The Good Fight

Most of them are dead now and the handful of survivors are in their 90s, but today the Spanish goverment is finally officially honoring the veterans of the 1936-39 conflict. It’s difficult to interest a generation that doesn’t even remember Vietnam—and can’t even organize a group effort to blow up party balloons—in the Spanish Civil War, but I’ll try to break it down:
  • Good guys: Republicans—defenders of the young, struggling, democratic, egalitarian, legally-elected republic
  • Bay guys: Loyalists—supported by Nazi troops and Nazi state-of-the-art weapons, they wanted the king returned to the throne and everything back the way it was, which was hunky-dory for the rich/landed/influential/well-born
There were a few times back in the twentieth century—that parent of all our present troubles—when people were called on to actually, you know, take a risky stand for what they believed in. One was for civil rights (Michael got knocked about in Selma over that one), another was for the Spanish Republic. People from all over the world went to Spain: like Hemingway, to fight because fightin’s good if it’s The Good Fight—like Orwell, to protect the birthing of a just and kind society—like Dorothy Parker, to get their frivolousness kicked out them.

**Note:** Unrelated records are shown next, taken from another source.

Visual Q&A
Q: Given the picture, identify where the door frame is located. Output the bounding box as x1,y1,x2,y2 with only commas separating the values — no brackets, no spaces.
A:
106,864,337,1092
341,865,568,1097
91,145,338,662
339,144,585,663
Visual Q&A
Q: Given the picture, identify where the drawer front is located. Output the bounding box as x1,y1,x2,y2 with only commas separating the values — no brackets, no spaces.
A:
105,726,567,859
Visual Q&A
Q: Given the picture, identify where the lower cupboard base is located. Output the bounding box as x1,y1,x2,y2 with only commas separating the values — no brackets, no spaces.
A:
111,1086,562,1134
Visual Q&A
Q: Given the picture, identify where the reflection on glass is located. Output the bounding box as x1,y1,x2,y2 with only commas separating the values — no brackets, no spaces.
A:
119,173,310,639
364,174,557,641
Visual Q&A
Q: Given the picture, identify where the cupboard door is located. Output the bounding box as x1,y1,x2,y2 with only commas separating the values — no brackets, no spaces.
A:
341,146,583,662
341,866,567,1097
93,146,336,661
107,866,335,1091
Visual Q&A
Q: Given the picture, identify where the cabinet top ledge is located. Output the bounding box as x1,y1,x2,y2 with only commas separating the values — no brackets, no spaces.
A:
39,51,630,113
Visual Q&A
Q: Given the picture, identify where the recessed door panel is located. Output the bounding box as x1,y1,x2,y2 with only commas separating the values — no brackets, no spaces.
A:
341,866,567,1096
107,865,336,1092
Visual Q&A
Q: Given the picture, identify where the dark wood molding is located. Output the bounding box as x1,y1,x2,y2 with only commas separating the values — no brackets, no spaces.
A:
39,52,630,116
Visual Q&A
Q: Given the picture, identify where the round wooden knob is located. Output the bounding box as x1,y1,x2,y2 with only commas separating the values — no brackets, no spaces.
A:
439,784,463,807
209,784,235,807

(What’s your fight, then? What’s at stake? And what’s the risk?)

Suggested Reading:
  • “Soldiers of the Republic” a very short story by Dorothy Parker
  • For Whom the Bell Tolls a novel by Ernest Hemingway (one of the greatest American novels and a damn good read. Yes, Hemingway is kind of a joke now, but that’s what happens to brilliance in this country. We don’t know what value to give it.)